Menez-vous des projets non liés aux vaccins?
Nous travaillons sur des antivenins contre les morsures de serpent. C’est en fait l’un de mes projets préférés. Le venin de serpent est une maladie tropicale négligée qui cause environ 150 000 décès par an dans le monde. Et le nombre de personnes qui finissent avec des séquelles affectant leur quotidien est encore plus élevé.
Le venin de serpent est composé de diverses protéines de toxines qui peuvent induire une réponse immunitaire, mais le problème est que les toxines peuvent en fait vous tuer avant que vous ne mettiez en place cette réponse immunitaire. Les antivenins imitent donc en quelque sorte notre propre réponse aux anticorps, mais étant donné la diversité des toxines, les antivenins ne sont généralement efficaces que contre un nombre restreint de serpents.

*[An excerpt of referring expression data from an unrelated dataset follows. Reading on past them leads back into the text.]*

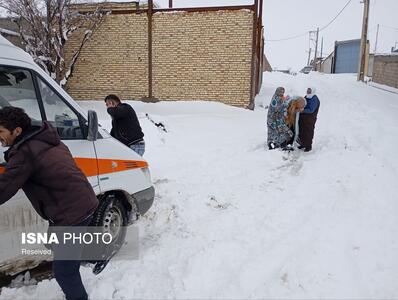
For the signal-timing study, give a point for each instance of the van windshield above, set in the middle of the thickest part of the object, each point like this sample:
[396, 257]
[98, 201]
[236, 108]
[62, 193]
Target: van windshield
[17, 89]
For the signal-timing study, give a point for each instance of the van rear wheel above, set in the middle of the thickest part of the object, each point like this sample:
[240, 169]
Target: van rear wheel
[111, 215]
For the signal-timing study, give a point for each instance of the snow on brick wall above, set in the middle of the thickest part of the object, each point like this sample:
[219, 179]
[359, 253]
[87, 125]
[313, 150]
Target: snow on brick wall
[385, 70]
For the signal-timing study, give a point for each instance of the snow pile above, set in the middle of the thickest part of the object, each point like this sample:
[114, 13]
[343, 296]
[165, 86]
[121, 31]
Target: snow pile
[234, 220]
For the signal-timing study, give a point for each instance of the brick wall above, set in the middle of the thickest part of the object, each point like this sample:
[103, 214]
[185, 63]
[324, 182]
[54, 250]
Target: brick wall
[385, 70]
[196, 56]
[114, 60]
[203, 56]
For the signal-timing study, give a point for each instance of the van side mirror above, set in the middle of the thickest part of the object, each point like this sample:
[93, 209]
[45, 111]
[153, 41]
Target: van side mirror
[92, 126]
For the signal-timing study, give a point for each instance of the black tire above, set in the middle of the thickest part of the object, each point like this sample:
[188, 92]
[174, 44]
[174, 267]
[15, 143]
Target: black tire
[111, 214]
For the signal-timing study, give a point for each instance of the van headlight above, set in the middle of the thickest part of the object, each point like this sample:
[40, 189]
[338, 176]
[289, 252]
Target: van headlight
[147, 174]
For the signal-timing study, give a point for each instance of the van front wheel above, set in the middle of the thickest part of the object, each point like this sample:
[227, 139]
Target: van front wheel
[111, 215]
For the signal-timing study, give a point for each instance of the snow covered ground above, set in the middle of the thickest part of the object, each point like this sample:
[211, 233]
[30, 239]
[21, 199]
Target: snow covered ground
[233, 220]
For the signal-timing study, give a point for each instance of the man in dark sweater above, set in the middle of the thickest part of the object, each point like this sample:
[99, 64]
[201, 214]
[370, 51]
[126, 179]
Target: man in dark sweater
[125, 125]
[42, 166]
[307, 120]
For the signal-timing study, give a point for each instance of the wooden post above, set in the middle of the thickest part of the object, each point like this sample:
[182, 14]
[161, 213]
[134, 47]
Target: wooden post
[150, 13]
[364, 38]
[253, 62]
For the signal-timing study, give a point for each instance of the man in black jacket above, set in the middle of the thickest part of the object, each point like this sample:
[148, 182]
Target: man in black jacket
[42, 166]
[125, 125]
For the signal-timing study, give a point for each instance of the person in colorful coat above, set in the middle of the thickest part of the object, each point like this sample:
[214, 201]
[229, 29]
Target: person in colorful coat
[279, 133]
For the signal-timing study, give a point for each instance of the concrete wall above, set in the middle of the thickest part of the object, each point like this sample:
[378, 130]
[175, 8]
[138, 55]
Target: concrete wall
[385, 70]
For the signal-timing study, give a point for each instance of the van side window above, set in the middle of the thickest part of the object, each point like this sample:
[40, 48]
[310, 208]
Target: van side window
[17, 89]
[60, 115]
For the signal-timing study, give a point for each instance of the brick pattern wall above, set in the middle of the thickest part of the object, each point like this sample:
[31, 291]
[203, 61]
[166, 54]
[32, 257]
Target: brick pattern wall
[196, 56]
[385, 70]
[203, 56]
[114, 60]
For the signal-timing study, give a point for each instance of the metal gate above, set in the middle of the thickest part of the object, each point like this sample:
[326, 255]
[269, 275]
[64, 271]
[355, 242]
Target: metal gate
[347, 56]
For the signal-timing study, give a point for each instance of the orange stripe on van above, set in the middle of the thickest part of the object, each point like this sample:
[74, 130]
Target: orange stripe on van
[105, 166]
[93, 167]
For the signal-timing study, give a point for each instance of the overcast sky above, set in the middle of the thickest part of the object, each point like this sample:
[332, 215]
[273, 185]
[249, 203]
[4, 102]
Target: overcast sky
[287, 18]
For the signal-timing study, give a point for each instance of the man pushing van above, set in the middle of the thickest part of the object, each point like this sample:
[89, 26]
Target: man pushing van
[42, 166]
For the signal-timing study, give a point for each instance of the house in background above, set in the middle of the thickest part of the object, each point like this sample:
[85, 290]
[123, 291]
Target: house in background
[152, 53]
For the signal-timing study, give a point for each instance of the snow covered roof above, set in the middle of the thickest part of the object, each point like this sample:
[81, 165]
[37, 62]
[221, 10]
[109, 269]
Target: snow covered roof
[9, 51]
[9, 32]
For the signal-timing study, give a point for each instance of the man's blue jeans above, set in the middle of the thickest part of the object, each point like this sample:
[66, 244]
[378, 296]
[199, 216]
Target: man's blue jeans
[67, 274]
[139, 148]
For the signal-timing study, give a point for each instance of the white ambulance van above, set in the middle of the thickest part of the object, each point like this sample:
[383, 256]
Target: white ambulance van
[119, 176]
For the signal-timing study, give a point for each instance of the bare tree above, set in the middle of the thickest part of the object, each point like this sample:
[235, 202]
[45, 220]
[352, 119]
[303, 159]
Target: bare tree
[46, 25]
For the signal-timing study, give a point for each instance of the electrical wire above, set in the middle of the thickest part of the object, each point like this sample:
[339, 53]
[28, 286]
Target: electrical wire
[327, 25]
[303, 34]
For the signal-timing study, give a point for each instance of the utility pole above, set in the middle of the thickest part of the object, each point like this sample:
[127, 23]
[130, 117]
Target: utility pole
[309, 57]
[316, 48]
[377, 37]
[322, 48]
[364, 39]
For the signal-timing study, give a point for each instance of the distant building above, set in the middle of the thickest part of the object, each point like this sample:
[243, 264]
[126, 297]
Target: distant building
[344, 58]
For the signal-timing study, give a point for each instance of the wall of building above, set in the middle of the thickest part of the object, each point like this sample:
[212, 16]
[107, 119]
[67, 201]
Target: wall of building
[202, 55]
[114, 60]
[385, 70]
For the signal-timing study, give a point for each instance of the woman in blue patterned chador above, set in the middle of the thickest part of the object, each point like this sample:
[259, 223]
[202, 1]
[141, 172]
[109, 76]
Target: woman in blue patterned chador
[279, 133]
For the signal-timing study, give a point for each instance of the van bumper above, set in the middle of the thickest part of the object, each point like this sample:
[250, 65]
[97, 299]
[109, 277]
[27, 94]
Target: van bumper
[144, 199]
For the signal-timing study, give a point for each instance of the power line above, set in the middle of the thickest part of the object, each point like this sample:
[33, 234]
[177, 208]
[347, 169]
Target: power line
[303, 34]
[327, 25]
[389, 27]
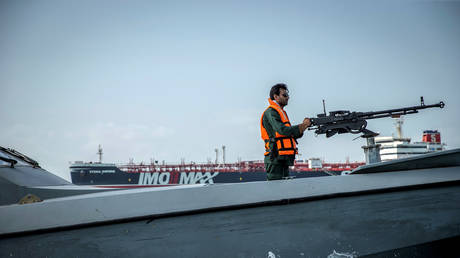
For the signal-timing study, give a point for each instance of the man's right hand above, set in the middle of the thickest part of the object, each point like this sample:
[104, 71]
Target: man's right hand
[304, 125]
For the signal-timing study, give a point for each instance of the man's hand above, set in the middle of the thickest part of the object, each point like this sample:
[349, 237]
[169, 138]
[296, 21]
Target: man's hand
[304, 125]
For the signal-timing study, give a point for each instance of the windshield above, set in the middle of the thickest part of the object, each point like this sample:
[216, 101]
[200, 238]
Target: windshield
[5, 155]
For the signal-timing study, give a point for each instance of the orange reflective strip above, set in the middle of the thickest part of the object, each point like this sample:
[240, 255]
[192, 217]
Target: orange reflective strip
[288, 152]
[287, 143]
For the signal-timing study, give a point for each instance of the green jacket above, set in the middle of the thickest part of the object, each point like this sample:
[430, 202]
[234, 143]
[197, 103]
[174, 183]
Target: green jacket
[271, 120]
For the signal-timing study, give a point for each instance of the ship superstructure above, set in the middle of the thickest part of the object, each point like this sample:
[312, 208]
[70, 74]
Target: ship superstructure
[392, 147]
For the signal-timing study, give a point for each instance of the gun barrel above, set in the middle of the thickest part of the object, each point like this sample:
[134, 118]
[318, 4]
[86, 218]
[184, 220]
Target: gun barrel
[398, 111]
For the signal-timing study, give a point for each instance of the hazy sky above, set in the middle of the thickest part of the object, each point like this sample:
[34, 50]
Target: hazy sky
[176, 79]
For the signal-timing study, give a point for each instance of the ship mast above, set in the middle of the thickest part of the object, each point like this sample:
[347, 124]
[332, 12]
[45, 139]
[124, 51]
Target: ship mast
[399, 122]
[99, 152]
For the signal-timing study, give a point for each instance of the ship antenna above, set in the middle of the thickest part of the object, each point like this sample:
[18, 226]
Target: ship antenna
[99, 152]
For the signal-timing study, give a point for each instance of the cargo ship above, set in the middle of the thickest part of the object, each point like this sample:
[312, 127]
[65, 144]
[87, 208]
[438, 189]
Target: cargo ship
[131, 175]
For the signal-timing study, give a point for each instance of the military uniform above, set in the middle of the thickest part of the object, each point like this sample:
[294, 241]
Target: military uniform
[279, 137]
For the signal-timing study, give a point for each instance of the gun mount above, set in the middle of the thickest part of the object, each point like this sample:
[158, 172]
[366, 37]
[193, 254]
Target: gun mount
[344, 121]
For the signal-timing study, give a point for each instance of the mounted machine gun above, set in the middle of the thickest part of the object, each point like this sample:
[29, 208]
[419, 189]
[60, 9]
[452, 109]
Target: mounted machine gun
[344, 121]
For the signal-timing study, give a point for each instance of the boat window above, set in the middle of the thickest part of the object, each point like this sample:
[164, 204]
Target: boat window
[7, 156]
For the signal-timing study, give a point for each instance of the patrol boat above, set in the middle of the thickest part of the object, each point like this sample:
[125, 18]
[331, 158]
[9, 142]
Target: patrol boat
[401, 208]
[131, 175]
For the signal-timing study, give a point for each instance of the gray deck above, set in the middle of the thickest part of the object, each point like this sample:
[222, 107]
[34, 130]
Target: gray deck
[358, 225]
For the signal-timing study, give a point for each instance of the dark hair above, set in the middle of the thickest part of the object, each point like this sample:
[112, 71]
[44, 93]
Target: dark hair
[276, 89]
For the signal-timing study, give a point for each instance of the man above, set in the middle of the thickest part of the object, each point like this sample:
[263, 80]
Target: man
[278, 134]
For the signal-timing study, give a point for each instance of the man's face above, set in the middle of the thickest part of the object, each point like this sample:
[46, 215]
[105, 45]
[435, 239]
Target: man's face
[283, 98]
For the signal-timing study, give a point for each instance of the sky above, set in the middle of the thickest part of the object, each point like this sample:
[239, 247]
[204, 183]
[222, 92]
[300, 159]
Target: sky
[173, 80]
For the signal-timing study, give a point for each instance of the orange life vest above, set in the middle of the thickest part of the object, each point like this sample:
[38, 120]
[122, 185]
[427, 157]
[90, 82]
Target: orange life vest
[286, 145]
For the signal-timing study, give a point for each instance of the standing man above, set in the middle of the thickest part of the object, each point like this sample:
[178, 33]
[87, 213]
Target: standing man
[278, 134]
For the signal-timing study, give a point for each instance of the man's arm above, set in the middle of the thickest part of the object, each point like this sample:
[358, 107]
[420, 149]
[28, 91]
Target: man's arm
[295, 131]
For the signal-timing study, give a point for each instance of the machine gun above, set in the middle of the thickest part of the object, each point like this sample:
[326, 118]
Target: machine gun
[344, 121]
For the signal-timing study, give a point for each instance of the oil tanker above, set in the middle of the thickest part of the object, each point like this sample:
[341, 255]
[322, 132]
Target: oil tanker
[131, 175]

En cas de morsure, l’espèce doit être identifiée afin que vous puissiez recevoir le traitement adapté.
Nous isolons donc des anticorps capables de neutraliser largement un ensemble de toxines présentes dans le venin. L’idée est de mettre au point des antivenins universels, ce qui signifie qu’il ne serait pas nécessaire d’identifier le serpent, il suffirait de transporter une solution d’anticorps dans son sac à dos et de la prendre en cas de morsure.
Quelles techniques utilisez-vous au laboratoire?

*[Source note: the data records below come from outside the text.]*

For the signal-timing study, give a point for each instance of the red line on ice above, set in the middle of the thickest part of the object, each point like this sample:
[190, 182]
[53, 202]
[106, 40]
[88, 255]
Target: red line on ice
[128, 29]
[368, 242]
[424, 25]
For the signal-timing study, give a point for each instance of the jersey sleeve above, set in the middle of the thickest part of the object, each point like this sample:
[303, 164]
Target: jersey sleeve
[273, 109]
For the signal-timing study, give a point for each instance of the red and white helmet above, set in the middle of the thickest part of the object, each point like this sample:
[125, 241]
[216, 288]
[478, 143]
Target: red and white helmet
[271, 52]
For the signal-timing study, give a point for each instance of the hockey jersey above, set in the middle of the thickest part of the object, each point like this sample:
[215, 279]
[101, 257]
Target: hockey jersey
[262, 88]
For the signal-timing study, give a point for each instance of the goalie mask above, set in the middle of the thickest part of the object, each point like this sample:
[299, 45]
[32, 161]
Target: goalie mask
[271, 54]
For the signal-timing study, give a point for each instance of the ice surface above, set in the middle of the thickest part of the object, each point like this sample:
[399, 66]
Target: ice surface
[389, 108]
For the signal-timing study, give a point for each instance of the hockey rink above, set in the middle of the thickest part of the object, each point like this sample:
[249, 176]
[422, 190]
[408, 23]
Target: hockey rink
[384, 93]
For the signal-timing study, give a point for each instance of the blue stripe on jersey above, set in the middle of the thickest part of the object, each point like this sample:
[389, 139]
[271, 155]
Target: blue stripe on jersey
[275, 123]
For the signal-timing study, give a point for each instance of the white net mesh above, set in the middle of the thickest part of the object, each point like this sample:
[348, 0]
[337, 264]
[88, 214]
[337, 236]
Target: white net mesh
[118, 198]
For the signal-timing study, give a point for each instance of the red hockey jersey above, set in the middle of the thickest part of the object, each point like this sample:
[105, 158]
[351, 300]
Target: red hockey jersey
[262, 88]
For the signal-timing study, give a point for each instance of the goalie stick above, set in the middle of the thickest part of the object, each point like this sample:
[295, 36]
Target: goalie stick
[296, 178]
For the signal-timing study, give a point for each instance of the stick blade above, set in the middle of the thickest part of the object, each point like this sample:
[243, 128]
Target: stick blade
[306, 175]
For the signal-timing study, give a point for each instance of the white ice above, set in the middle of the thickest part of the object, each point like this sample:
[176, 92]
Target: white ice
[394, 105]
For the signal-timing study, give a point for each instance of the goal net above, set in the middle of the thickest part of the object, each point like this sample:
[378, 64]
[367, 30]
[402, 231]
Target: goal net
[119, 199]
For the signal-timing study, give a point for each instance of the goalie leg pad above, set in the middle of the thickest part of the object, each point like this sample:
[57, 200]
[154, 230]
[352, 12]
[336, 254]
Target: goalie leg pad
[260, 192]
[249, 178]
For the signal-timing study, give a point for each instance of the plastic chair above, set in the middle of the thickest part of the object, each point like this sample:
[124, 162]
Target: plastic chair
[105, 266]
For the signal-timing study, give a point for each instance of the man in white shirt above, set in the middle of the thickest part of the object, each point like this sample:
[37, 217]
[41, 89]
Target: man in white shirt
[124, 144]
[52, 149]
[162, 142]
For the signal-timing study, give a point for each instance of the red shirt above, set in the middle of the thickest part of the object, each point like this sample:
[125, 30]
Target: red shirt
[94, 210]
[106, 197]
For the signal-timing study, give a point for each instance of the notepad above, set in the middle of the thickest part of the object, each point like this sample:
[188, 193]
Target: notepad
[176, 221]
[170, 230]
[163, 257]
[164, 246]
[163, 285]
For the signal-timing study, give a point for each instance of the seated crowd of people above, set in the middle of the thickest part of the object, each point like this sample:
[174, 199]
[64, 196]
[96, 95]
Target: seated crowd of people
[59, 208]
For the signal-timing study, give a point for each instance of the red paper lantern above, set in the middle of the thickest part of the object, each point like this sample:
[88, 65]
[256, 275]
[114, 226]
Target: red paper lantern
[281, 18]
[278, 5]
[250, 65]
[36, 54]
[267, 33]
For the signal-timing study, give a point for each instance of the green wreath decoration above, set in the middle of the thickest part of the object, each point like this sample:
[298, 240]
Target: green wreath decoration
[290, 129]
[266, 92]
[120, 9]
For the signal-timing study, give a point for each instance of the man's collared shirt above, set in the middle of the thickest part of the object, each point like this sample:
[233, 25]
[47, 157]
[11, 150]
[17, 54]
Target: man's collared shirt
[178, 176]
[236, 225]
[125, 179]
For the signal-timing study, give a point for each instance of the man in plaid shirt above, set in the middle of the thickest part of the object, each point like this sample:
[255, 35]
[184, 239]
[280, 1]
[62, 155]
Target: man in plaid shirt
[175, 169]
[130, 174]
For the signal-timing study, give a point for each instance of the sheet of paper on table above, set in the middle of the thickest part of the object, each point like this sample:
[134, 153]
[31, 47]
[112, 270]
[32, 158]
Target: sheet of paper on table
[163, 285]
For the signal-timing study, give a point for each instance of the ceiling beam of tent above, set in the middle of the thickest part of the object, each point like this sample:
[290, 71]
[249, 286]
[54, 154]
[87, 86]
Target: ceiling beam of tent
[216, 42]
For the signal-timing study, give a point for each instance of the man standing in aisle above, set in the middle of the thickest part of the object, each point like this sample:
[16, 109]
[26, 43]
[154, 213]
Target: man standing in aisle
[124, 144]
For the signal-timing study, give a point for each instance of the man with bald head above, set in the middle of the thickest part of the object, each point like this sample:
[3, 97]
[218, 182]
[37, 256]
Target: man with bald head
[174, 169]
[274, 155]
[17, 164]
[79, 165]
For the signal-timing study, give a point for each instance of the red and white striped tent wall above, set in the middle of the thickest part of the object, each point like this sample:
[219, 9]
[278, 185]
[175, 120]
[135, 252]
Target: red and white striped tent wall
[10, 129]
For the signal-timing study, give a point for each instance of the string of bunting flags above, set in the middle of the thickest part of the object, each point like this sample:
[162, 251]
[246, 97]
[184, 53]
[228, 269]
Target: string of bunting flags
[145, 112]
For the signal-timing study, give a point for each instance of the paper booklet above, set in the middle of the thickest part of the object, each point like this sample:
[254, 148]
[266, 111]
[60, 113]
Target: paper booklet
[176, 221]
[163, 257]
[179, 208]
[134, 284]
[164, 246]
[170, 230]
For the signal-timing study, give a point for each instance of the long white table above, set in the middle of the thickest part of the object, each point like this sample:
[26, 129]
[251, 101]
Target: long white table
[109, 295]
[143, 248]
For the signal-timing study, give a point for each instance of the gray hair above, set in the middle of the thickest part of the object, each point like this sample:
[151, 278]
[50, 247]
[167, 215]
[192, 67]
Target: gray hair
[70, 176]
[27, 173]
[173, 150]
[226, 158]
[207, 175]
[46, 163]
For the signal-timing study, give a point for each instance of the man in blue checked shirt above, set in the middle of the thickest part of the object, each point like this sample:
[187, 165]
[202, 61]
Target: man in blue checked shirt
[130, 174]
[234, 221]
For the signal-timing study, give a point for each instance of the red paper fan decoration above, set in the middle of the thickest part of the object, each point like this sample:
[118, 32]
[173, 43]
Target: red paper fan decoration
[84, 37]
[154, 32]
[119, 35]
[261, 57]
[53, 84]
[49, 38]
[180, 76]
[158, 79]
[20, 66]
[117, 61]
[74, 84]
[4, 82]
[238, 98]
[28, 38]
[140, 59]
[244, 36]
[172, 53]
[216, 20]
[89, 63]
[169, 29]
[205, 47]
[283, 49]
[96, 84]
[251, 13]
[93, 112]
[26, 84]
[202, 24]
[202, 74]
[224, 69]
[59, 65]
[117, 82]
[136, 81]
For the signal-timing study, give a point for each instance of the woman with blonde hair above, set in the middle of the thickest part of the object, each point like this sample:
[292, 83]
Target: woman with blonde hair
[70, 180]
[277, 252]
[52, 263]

La principale technique est la microscopie électronique. Nous nous appuyons principalement sur deux entrées différentes pour les échantillons. Des antigènes, des virus ou des particules semblables à des virus sont produits en laboratoire. Par ailleurs, des anticorps spécifiques sont isolés à partir de patientes et patients ou de modèles animaux, selon l’étude.
L’imagerie par microscopie électronique est réalisée au Dubochet Center ou au CIME. Nous passons beaucoup de temps à traiter et à analyser les données structurelles. Le reste dépend du projet spécifique. Par exemple, nous utilisons des outils informatiques pour étudier la distribution des épitopes d’anticorps dans différents virus/vaccins et concevoir de nouveaux antigènes sur la base de ces données. Nous effectuons également des tests fonctionnels in vitro pour évaluer l’efficacité et la portée des anticorps que nous produisons.

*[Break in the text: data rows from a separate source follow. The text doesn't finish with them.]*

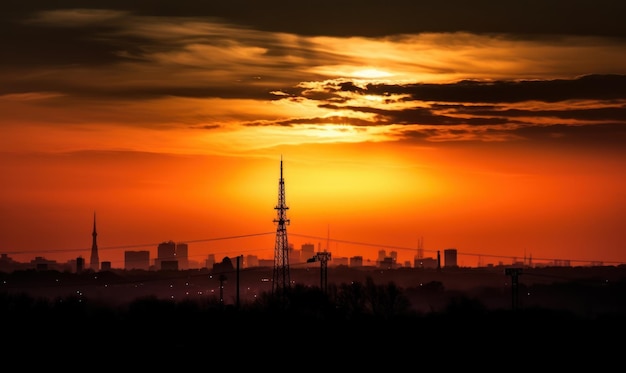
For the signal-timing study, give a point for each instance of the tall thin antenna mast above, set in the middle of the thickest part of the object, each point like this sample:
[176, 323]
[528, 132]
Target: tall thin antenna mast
[281, 280]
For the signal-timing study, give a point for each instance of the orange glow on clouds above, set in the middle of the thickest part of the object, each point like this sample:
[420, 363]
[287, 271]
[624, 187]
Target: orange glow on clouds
[495, 144]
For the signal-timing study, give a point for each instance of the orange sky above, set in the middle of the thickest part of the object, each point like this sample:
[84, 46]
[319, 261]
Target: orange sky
[171, 126]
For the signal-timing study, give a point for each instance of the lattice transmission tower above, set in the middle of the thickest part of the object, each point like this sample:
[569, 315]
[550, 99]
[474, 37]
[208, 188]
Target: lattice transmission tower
[281, 281]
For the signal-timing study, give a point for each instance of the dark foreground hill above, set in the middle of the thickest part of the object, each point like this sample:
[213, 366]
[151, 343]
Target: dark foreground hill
[367, 318]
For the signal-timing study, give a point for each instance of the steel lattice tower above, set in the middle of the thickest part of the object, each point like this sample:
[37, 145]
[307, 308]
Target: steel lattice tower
[95, 261]
[281, 280]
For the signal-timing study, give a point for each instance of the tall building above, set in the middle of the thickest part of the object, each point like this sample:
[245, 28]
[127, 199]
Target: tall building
[166, 252]
[182, 255]
[137, 259]
[95, 260]
[450, 258]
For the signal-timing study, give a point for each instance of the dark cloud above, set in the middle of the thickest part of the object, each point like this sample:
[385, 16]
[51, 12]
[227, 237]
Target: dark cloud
[601, 87]
[375, 18]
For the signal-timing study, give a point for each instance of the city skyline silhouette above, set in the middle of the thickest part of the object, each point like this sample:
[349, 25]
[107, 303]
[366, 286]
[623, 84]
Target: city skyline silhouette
[499, 134]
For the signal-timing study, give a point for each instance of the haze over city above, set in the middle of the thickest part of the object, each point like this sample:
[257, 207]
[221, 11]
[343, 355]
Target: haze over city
[497, 130]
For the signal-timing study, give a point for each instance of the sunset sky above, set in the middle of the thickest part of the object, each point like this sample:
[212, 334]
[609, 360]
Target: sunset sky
[497, 129]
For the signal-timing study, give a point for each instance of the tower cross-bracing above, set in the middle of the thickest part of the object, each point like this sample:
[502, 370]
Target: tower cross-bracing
[281, 280]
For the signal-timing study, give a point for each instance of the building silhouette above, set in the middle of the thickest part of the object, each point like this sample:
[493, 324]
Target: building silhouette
[138, 259]
[166, 252]
[450, 258]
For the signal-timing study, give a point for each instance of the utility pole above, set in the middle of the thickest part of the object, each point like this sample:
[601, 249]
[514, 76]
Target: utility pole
[323, 257]
[514, 273]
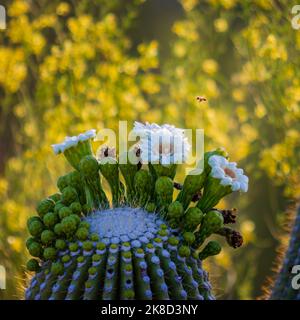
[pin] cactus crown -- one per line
(143, 245)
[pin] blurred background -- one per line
(68, 66)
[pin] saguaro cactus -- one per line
(146, 245)
(284, 288)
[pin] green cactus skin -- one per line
(193, 183)
(282, 288)
(104, 269)
(143, 246)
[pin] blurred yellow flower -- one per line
(210, 66)
(16, 243)
(17, 8)
(63, 9)
(189, 5)
(221, 25)
(260, 110)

Quels sont vos projets pour l’avenir?
Pour l’instant, il s’agit d’installer le laboratoire. Nous avons fait l’acquisition d’équipements, nous avons commencé la recherche et nous faisons appel à différents collaborateurs et collaboratrices dans le domaine, en obtenant des permis et des autorisations pour travailler avec des échantillons de patientes et patients réels, ce qui est l’objectif: améliorer la santé humaine. Nous sommes impatients de mettre en place un vaste réseau de collaboration entre les hôpitaux, les autres chercheuses et chercheurs universitaires de la région et les entreprises pharmaceutiques. Je suis enthousiaste à l’idée de créer ce réseau.
En conjuguant nos efforts, nous pouvons faire des choses qui vont au-delà de ce que nous pouvons réaliser seuls en tant que groupe, tout en accélérant le calendrier de la recherche pour contribuer réellement à la santé humaine de notre vivant. C’est ce que j’espère et ce que je souhaite pour mon laboratoire.
Que pensez-vous de l’EPFL?
L’EPFL est un environnement d’ingénieures et ingénieurs, de personnes qui se consacrent réellement à la conception de nouvelles technologies, de nouveaux outils et de nouvelles méthodes. Et je suis vraiment en phase avec cela. Nous ne proposons pas seulement d’étudier un certain phénomène biologique, mais nous cherchons aussi à créer un outil qui nous permettra d’étudier ce phénomène biologique d’une manière qui n’a jamais été possible auparavant. D’autres personnes peuvent ensuite l’adapter, ce qui peut conduire à de nombreuses nouvelles découvertes. Il s’agit de rendre possible la recherche de demain. C’est ce que j’admire à l’EPFL et c’est pourquoi j’apprécie y travailler.